Lemon Chicken, Roasties And A Syrup Pudding Too!

So, Dad’s bathroom’s finally reached a stage where he could teach me his lemon chicken recipe, so we made a dinner out of it, and teamed it with mini roasties, and mum’s golden syrup pudding too. So, below are pics and recipes for your perusal! Enjoy!!!

Donna xxx

Lemon Chicken

Ingredients – 2 Lemons, 4 Chicken Breasts, Salt, Pepper, Butter

Equipment Needed – Juicer, Grater, Sharp Knife, Cooker, Cup/Jug for Juice, Spoon & Knife


Prepare the Chicken:

  1. Cut off excess fat and rinse under the tap.
  2. Cut 3-4 slits into each chicken breast (this will allow the flavour to thoroughly infuse into chicken)
  3. Grate lemon zest – be careful to only get yellow peel and not white stuff as this is really acidic and horrible!! Set the peel aside for later.
  4. Juice your lemons, and put juice into a jug / cup for easy use.
  5. Grind pepper over each chicken breast and onto surrounding plate – how much depends on personal taste, but make sure you use enough to allow taste to come through when covered in juice and cooked.
  6. Add salt.

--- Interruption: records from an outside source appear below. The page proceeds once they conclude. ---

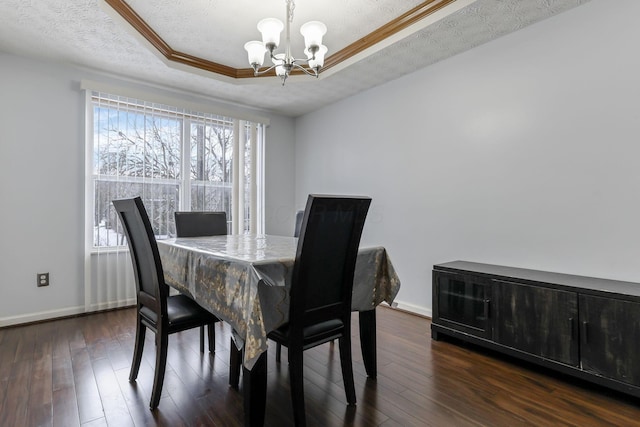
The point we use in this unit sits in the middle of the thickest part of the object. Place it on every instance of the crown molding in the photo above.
(398, 24)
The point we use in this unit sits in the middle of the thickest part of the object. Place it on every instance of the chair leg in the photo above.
(162, 341)
(235, 364)
(212, 337)
(296, 379)
(347, 369)
(137, 351)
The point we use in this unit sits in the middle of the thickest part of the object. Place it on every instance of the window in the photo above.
(175, 160)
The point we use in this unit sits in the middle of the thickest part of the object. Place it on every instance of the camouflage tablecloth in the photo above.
(245, 281)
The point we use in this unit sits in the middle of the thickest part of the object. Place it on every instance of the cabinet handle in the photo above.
(572, 324)
(585, 331)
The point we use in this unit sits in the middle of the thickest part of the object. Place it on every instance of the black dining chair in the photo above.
(196, 224)
(321, 288)
(156, 309)
(296, 233)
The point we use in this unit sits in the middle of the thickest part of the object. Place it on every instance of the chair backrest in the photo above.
(195, 224)
(151, 290)
(325, 259)
(296, 230)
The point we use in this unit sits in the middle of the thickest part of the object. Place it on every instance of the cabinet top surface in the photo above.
(560, 279)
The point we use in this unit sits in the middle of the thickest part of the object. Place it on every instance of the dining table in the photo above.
(244, 279)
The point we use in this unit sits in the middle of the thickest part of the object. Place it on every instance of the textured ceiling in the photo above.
(90, 34)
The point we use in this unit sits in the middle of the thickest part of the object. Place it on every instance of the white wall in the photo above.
(521, 152)
(42, 184)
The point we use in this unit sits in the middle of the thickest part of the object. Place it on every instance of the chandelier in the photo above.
(284, 63)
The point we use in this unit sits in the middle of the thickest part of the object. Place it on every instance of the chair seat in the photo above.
(184, 313)
(315, 334)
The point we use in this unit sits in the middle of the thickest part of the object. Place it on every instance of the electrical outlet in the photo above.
(43, 279)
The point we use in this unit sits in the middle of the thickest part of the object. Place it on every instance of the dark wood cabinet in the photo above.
(610, 338)
(581, 326)
(463, 302)
(536, 320)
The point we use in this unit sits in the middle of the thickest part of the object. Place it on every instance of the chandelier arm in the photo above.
(306, 71)
(257, 71)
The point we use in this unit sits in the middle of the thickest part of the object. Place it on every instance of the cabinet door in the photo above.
(610, 333)
(536, 320)
(461, 302)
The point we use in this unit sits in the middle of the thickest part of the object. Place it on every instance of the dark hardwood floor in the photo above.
(75, 372)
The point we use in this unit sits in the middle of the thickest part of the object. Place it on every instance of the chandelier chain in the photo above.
(291, 5)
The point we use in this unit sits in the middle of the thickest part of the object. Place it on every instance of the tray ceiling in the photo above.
(96, 34)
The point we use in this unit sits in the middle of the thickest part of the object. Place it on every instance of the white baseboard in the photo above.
(64, 312)
(412, 308)
(40, 316)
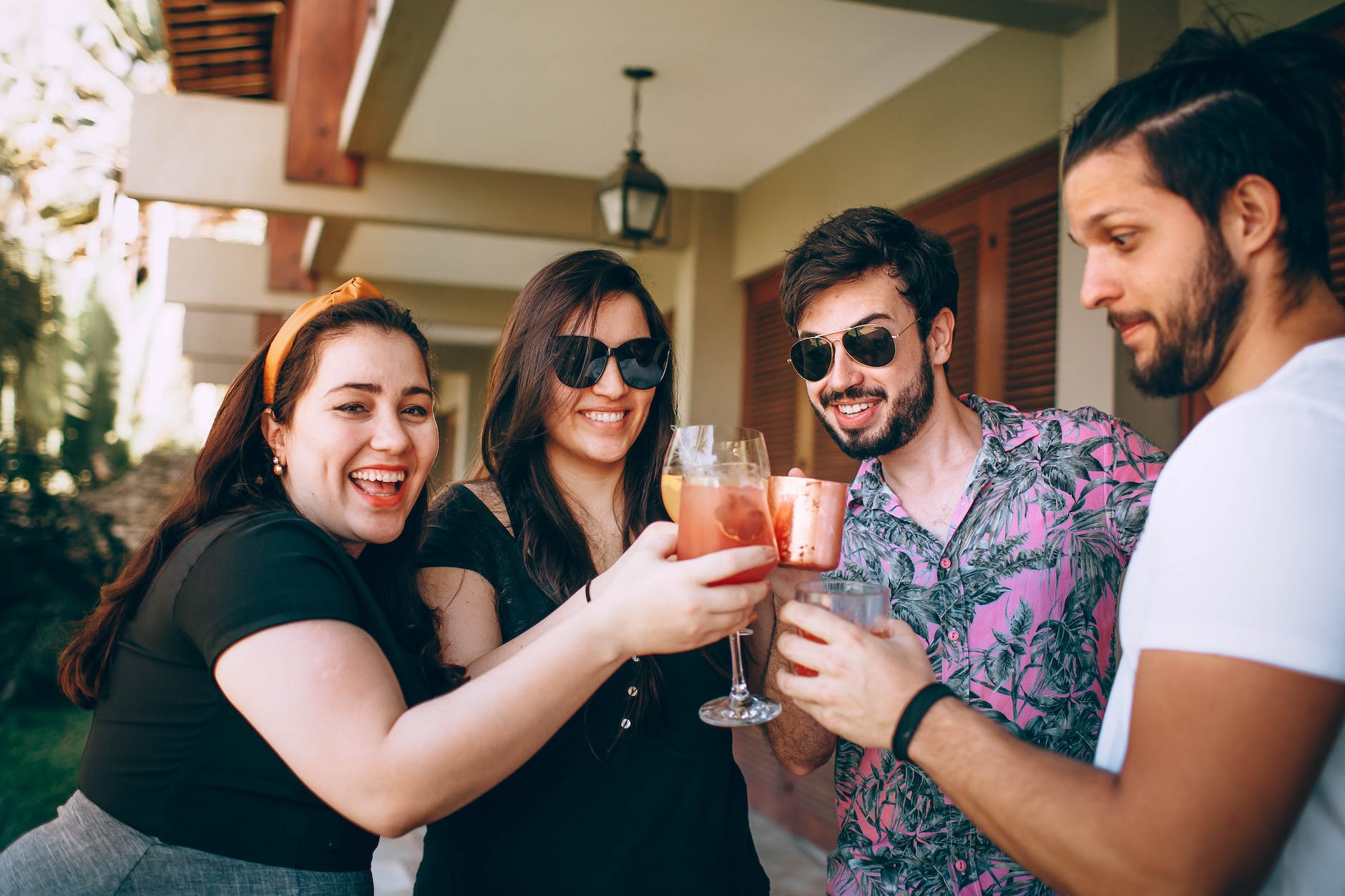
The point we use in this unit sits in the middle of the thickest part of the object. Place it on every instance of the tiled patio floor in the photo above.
(796, 867)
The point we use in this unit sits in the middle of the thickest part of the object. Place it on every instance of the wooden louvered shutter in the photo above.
(771, 388)
(1031, 319)
(1004, 233)
(962, 365)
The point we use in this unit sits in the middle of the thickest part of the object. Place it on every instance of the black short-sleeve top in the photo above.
(170, 755)
(654, 807)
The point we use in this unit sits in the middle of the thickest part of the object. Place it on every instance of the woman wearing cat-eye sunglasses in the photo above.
(567, 508)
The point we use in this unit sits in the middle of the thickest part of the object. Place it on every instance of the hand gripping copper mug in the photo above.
(807, 516)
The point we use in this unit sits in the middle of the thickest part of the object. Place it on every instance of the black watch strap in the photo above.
(915, 714)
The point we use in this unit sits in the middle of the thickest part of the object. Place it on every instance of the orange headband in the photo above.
(284, 340)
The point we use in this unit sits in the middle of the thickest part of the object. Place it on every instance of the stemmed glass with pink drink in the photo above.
(715, 486)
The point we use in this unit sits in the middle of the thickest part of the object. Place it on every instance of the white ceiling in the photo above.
(494, 261)
(741, 85)
(426, 255)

Don’t need much, but what you put on will both flavour the chicken and add the dark colouring.
  7. Add some of the lemon juice – pour a small bit into each slit in the chicken breasts, over the top and onto the plate. MAKE SURE YOU SAVE SOME FOR LATER!!
  8. Leave to marinate for about 2 hours. Every 20 minutes, use a spoon to pour the juices from the plate back over the chicken, including into the slits. During this time the chicken will change colour from pink to a more white colour.
Cook Chicken:
  1. Prepare the grill by lining the pan with foil, and when ready, pre-heat the grill on full until REALLY hot, then space the chicken breasts out on the rack and pour a bit more marinade on.
  2. Put the chicken under the grill (middle of grillspace, where applicable) for a couple of minutes to sear the top, then turn the chicken breasts over and repeat.
  3. Finish by turning back over and reduce heat until cooked through.
  4. Just before serving, sprinkle lemon rind and lemon juice on top, then return to grill for a final minute.
  5. Serve with a small knob of butter on top.

Golden Syrup Pudding

Ingredients – 8oz self-raising flour, 8oz sugar, 8oz butter (+ extra to grease bowl), 4 eggs, Golden Syrup

Equipment – Mixing bowl, mixer, dish to cook in, cooker, cooling rack


  1. Grease the bowl that you’re going to cook the pudding in and put to one side. Pre-heat the oven to 180′ (160′ fan-assisted ovens)
  2. Cream together the butter and sugar in a bowl.
  3. Sift in the flour and add the eggs, and mix it all together to form a lovely fluffy cake mix, mixing for about 2 minutes (if using an electric mixer) to ensure light and fluffy.
  4. Take the greased bowl and put plenty of golden syrup in the bottom (should cover the bottom of it until there is a completely flat, level bottom). Add the cake mix on top until the bowl is about 3/4 full.
  5. Place the bowl on a baking sheet (this catches any overflow!) and into the centre of the hot oven, to cook for about 30-35 minutes.
  6. Keep an eye on your pudding whilst it’s baking. You can tell it’s done when the top springs back when poked with a finger. When this is the case, take it out of the oven and stand on the cooling rack for a couple of minutes to cool a bit.
  7. Turn out your pudding – Place a plate on the top of the bowl, turn upside down, then set down on a flat surface. Ease out of the bowl (if needed, you can help your pudding out of the bowl by carefully inserting a knife up one side, and it should release the pudding, just be careful – it can drop out quickly this way!)